Perry: Student-debt cancellation for me is akin to medical debt — both debts, for me, come from systems that we need to change. We need to change the higher education system and we need to have a healthcare system that provides healthcare to individuals who need it and not have them pay for it. Those two are big ones for me.  

MarketWatch: In your book there are moments where you talk about your personal experience. At what point in your life did you realize that your personal experience was part of these broader issues?

Perry: You realize it when you’re on a panel and people are talking about Black people as if you’re not Black, as if your experiences somehow are different from the Black people that scholars are talking about.  

One of the questions I get all the time when people learn that my father was murdered in jail — they’ll say, “Why are you so different? How did you end up so different from your father?” I say, well, I am no different. I share genetics, I grew up in the same kind of neighborhood, same family background. We have systems that scoop up potential scholars every single day; I’m no different. 

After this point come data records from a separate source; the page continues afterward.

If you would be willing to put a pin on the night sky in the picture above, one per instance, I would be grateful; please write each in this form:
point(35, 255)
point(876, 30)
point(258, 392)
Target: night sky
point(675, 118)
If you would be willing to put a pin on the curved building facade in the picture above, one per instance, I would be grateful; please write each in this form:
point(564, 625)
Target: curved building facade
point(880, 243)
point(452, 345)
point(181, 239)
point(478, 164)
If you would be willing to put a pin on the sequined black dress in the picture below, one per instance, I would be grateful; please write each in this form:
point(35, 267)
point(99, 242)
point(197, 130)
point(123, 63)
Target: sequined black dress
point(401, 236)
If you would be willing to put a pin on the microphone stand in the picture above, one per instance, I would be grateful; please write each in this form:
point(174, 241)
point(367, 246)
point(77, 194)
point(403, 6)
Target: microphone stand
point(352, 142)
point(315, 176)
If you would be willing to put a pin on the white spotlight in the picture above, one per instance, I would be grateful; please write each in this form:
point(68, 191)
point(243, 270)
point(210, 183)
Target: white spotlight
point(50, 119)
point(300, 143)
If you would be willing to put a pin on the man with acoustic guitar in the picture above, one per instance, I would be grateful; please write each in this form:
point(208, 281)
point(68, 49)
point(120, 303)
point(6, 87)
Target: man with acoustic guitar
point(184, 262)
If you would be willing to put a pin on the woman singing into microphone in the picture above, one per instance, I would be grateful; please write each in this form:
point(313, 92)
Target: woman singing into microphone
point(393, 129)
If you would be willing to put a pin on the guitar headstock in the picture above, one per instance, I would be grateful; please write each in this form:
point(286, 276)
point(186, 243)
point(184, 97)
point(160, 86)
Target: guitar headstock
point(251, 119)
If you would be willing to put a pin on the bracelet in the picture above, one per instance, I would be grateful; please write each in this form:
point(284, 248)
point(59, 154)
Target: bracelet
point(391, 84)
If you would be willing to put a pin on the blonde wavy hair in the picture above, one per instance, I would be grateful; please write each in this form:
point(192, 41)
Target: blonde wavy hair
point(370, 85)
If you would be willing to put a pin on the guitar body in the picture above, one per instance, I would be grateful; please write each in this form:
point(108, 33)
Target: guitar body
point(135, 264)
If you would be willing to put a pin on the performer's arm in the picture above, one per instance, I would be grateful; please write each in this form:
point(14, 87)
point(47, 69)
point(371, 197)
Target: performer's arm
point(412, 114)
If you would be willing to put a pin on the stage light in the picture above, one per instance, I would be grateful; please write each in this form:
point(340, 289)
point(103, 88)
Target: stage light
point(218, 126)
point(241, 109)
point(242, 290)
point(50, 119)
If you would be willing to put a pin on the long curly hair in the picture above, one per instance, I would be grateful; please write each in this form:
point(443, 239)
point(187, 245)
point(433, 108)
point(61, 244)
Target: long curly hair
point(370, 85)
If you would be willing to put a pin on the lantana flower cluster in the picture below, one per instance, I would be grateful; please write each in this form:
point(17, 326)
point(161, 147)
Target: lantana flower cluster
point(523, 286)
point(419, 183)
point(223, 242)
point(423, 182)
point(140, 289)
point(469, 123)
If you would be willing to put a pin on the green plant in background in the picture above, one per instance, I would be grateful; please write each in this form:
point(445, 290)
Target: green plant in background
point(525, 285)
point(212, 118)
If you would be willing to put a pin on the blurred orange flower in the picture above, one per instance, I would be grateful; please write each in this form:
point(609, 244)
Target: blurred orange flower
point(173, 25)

You have policies that if someone who was a fact-based Black person was in the room, it would not have gone down.  Can you imagine how the Moynihan Report — in which they effectively blamed Black women for the state of Black America — can you imagine what that would have looked like if Black women scholars were in the room, working on these policies? The Moynihan report would not have looked the way that it did.

[Editor’s note: The report produced by then-assistant Secretary of Labor Daniel Patrick Moynihan in 1965 said that “at the heart of the deterioration of the fabric of Negro society is the deterioration of the Negro family.”]

I want to bring my personal stories into view, because I also want all scholars to do the same. Scholars of privilege need to acknowledge their privilege; they need to show how their worldview shapes their research, just as my worldview shapes my research. It’s impossible to separate yourself from your upbringing. 

In this case, we are realizing that Black perspectives really bring insights that are desperately needed for democracy to work — so I think my work is getting a lot of attention because of that.